A terminal-based (TUI) transcriptome browser for exploring, annotating, and analyzing transcript sequences. Built with Textual and Rich.
Bioinformatics tools live or die by whether you can trust their output. A silent parsing error, a typo in a codon table, or an off-by-one in a length calculation produces plausible-looking wrong answers that poison everything downstream. ScriptoScope treats this as a non-negotiable property:
- Every push runs 105 tests, 44 of them dedicated to DNA parsing and genetic-code correctness. These are not optional, and they are not mocked.

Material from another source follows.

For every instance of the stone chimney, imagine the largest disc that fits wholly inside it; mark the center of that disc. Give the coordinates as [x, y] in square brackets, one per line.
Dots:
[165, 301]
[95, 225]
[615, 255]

- The standard genetic code is cross-validated against Biopython's authoritative table on every test run — if NCBI ever updated the stop-codon set and Biopython updated with it, we'd find out immediately.
- The codon-scan regex is exhaustively tested against all 64 possible DNA codons. It must match exactly
{ATG, TAA, TAG, TGA}and nothing else. One typo here would break every ORF call in the app. - Every stop codon is tested individually (
TAA,TAG,TGA) and every "similar-looking" non-stop (TAT,TGT,TGG, etc.) is tested to make sure it is not treated as a stop. This catches a whole class of regex-edit bugs. - The fast ORF scanner is cross-validated against the Biopython-based slow path on 200+ random sequences per test run — both paths must agree on every ORF length, every time.
- FASTA parsing preserves bytes exactly. Multi-line FASTA with varied line widths, gzipped FASTA, trailing whitespace, N bases, and edge lengths are all verified to round-trip byte-for-byte.
- Length arithmetic is triple-checked:
Transcript.length,len(sequence), andsum(nucleotide_counts.values())must all agree on every sequence we construct.
If any of these tests fail, the push is broken. No exceptions.
- FASTA browser -- load and browse transcriptomes with instant filtering by ID, description, length, or GC content
- Sequence viewer -- colorized nucleotide display with CDS and Pfam domain annotations overlaid on the DNA sequence
- 6-frame ORF detection -- identifies the longest coding sequence (CDS) across all six reading frames
- Pfam domain scanning -- scan transcripts against the Pfam HMM database using pyhmmer with progress tracking
- CDS confirmation via NCBI BLAST -- submit the putative CDS protein to NCBI blastp (SwissProt) to confirm it matches a known protein
- Local BLAST -- run BLAST+ searches against local databases or the loaded transcriptome
- Statistics -- per-transcript and collection-wide stats (length distribution, GC content, N50, nucleotide composition)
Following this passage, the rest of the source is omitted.